On February 18th, TDS reported financial results for the fourth quarter. The company grew its total operating revenues by 3% to $1.38 billion. Diluted earnings were $14 million for the company, up 17% from last year’s $12 million. Quarterly diluted earnings per share grew from $0.10 to $0.12, a 20% increase.
For the full year, total operating revenues grew 1% to $5.23 billion compared to $5.18 billion in 2019. Diluted earnings per share grew at a very high rate of 87% in 2020, to $1.93 compared with $1.03 per share in 2019. Postpaid churn rate was identical year-over-year at 1.21%. Total wireline connections grew 1% for the year, and cable connections grew 1.8%, bolstered by the acquisition of Continuum. Revenues in the cable segment increased 18% for the year.
U.S. Cellular was the driving force behind TDS’ growth last year.
Source: Investor Presentation
Telelphone & Data Systems operates in the competitive telecommunications industry.
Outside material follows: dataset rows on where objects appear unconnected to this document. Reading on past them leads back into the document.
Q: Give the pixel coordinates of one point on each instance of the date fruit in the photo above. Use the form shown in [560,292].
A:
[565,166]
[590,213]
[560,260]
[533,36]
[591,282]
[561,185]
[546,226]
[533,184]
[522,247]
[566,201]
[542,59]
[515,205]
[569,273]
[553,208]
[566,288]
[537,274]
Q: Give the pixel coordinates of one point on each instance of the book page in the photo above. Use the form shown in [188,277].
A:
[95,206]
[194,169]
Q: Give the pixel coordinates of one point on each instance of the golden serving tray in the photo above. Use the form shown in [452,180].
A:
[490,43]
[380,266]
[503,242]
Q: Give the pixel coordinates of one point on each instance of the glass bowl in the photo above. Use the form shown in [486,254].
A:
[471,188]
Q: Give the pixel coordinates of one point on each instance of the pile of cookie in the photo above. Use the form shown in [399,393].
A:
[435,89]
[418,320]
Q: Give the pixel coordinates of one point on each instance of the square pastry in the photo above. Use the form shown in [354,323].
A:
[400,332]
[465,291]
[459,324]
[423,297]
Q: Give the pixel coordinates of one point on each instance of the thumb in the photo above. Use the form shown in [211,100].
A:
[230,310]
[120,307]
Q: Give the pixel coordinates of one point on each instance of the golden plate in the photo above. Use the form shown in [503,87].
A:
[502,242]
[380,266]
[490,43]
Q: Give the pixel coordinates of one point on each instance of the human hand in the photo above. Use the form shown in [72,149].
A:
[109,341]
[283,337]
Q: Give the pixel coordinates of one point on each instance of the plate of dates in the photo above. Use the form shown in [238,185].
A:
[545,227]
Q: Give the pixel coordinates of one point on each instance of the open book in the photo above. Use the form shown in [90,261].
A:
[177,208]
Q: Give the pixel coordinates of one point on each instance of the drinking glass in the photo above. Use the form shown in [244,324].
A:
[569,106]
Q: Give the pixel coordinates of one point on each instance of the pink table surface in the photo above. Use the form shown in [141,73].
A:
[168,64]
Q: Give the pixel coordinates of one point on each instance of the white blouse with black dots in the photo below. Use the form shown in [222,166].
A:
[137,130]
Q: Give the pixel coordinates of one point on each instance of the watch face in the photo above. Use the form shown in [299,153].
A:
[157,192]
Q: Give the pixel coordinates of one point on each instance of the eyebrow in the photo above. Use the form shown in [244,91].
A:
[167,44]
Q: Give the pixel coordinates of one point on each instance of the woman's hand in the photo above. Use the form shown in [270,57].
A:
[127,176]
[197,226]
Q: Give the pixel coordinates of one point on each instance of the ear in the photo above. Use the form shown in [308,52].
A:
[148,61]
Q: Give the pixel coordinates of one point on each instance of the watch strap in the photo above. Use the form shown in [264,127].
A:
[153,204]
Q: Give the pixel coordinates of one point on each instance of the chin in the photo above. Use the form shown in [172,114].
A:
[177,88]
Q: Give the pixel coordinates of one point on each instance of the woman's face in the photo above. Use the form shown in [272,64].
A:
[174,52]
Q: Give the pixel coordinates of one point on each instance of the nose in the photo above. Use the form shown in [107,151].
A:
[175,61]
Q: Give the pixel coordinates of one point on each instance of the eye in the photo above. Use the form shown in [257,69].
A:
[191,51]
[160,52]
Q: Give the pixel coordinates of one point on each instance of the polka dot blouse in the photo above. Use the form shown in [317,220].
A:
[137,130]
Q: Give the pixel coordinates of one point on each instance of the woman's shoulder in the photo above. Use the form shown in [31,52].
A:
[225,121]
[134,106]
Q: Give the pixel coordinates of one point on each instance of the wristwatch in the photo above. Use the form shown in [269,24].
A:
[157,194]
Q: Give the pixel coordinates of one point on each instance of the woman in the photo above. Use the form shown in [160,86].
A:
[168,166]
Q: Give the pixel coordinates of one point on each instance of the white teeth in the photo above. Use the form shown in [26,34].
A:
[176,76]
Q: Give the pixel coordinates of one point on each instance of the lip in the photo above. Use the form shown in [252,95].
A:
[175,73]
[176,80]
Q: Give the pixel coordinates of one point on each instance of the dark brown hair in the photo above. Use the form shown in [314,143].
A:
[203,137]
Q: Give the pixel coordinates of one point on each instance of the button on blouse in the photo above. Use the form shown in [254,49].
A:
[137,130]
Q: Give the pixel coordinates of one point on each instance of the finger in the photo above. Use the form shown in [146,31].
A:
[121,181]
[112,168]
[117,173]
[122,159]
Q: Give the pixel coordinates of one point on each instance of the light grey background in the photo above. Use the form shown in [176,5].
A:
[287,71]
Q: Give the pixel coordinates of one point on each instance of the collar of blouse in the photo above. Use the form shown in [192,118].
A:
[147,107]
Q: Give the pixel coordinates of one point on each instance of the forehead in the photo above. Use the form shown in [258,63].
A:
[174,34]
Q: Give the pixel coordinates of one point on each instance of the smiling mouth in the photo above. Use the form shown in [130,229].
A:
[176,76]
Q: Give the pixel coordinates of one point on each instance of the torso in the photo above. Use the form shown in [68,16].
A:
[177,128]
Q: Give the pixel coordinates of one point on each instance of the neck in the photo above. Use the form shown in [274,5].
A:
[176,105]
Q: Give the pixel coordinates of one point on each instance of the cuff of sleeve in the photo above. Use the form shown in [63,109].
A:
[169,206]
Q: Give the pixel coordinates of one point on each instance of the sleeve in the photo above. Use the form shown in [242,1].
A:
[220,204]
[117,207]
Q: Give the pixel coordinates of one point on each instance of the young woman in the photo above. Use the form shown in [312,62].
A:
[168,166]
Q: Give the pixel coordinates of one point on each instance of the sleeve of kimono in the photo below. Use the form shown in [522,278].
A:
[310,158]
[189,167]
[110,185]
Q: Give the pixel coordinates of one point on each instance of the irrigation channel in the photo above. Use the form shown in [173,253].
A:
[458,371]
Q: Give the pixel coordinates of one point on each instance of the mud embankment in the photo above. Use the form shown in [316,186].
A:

Price wars are common among telecoms in the constant battle for subscribers. That said, the entire industry benefits from a high level of concentration. There are only a few major telecoms (AT&T, Verizon and T-Mobile) that dominate the U.S. market. Building a new network large enough to compete with the established giants, TDS included, would be extremely prohibitive.
TDS has historically held up extremely well during recessions; consumers are very reluctant to cut their telecommunications services like wireless, broadband, and cable, even during an economic downturn. For example, during the Great Recession, TDS’ earnings-per-share actually increased 69% from 2008-2010. The company has remained profitable during the current period of economic weakness caused by the coronavirus pandemic.
Much of TDS’ future growth potential depends on U.S. Cellular, as TDS has an 82% stake in U.S. Cellular. The company has a mixed track record when it comes to growth. During the last decade, its earnings-per-share have declined approximately 2.6% compounded-per-year on average. While the earnings trend has been volatile, book value per share has grown by 2.0% per year over the last decade. We expect 1.5% annual earnings-per-share growth over the next five years. Earnings growth will be achieved through a mix of revenue growth and margin improvements.
Big Chip List 2020
Shareholder returns will be boosted by a rising valuation multiple, expected EPS growth of 1.5%, and the current dividend yield of 3.3%. Overall, total returns are expected to reach 12.2% per year over the next five years.
Final Thoughts
Stocks with long histories of increasing dividends are often the best stocks to buy for long-term dividend growth and high total returns. But just because a company has maintained a long track record of dividend increases, does not necessarily mean it will continue to do so in the future. Investors need to individually assess a company’s fundamentals, particularly in times of economic distress.
The coronavirus pandemic of 2020 had a significant impact on the global economy, but high-quality blue chips such as the 7 in this article continued to generate profits, and pay dividends to shareholders. They also have compelling valuations that make them attractive picks for investors interested in total returns.